When I was in the hospital for 10 days sleep came at a premium and when I closed my eyes the weird images and dreams woke me up. I would see images of Ancient Egyptian Amarna art a period set apart from all other periods of Egyptian art. One reason for this is the crazy prominence of certain features. For example, the depictions feature an elongation and narrowing of the neck and head, sloping of the forehead and nose, a prominent chin, large ears and lips, spindle-like arms and calves, and large thighs, stomachs and hips. Just go home google this and select images…see if you sleep tonight. However even in this God is there…we are to note in the darkness of night God is there…Psalm 139:11-14
IV. Job feels God is Cruel and Uncaring (Job 7:17-21)

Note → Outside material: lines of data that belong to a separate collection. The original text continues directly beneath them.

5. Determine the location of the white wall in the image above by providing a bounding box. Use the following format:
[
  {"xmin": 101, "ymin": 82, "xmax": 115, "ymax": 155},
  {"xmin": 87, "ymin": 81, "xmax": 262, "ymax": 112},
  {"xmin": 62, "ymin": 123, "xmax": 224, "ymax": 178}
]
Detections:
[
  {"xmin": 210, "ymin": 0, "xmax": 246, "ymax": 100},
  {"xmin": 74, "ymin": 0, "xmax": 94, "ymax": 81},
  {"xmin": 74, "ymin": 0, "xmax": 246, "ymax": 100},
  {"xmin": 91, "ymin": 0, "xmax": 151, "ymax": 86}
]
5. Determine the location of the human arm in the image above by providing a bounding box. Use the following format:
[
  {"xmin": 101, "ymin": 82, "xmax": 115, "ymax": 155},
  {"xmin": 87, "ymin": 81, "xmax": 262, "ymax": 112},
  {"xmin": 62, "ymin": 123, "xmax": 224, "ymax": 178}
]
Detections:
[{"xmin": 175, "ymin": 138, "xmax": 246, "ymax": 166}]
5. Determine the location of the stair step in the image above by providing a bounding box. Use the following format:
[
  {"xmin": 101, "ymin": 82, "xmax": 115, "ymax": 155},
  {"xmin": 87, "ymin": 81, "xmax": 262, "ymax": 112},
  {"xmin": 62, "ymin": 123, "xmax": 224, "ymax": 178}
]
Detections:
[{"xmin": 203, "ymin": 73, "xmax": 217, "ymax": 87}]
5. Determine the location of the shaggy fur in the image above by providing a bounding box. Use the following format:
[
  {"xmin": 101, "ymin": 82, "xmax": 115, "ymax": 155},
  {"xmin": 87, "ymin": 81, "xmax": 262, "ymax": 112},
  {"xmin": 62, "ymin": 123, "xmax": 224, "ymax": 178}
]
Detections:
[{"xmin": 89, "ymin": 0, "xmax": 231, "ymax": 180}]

1. To Job, God doesn’t even seem uncaring, He seems cruel and out of touch with how horrific his pain is. Job also wishes God would just leave him be and not antagonize him. “All Job has known about God he still believes. But God’s inexplicable ways have his mind perplexed to the breaking-point.”— ( Dr. J. Andersen) Job at this point Job is turning to Eliphaz. He said, “Just leave me alone. I will choose to strangle on my own spittle than to hear any more of your words. How long? Will you not look away from me, and let me alone till I swallow my saliva? Have I sinned? What have I done to you? Eliphaz was no help to Job either! His despair has deepened. His hopelessness has grown. He has received no help. In his attempt to help Job, Eliphaz made two huge mistakes that are often made today by God’s people when they are trying to help the hurting. These two mistakes are devastating errors because they both are based on truth. But when the truth is out of context, it becomes error.
2. Mistake number one: Eliphaz made all suffering the result of sin. It is true that suffering is the result of sin if you go back to the Garden of Eden. There would be no suffering today had Adam and Eve not sinned. So suffering is the result of sin. But not all particular suffering is the result of sin. That is where Eliphaz was wrong. Job’s suffering was not because of some particular sin he had committed. Mistake number two, Eliphaz argument minimized Jobs suffering. That is where it really hurts. The pain he suffered was dis-par-age like it was not as bad as he deserved or what he made of it.
Conclusion: Do we do that? Dave Dravecky “Endurance ministry” deals with our lack of knowing just how and when we can truly ministry to hurting people. I can relate and so can some of you. People have minimized your pain, suffering and lost when what you really needed was unconditional love, support and compassion. That is what Jesus did in His ministry and that is what he desires us to do. Have compassion on the suffering and the lost. Stop critizing and minimizing other people’s trials and tribulation…you have not walked in their shoes, only Jesus can.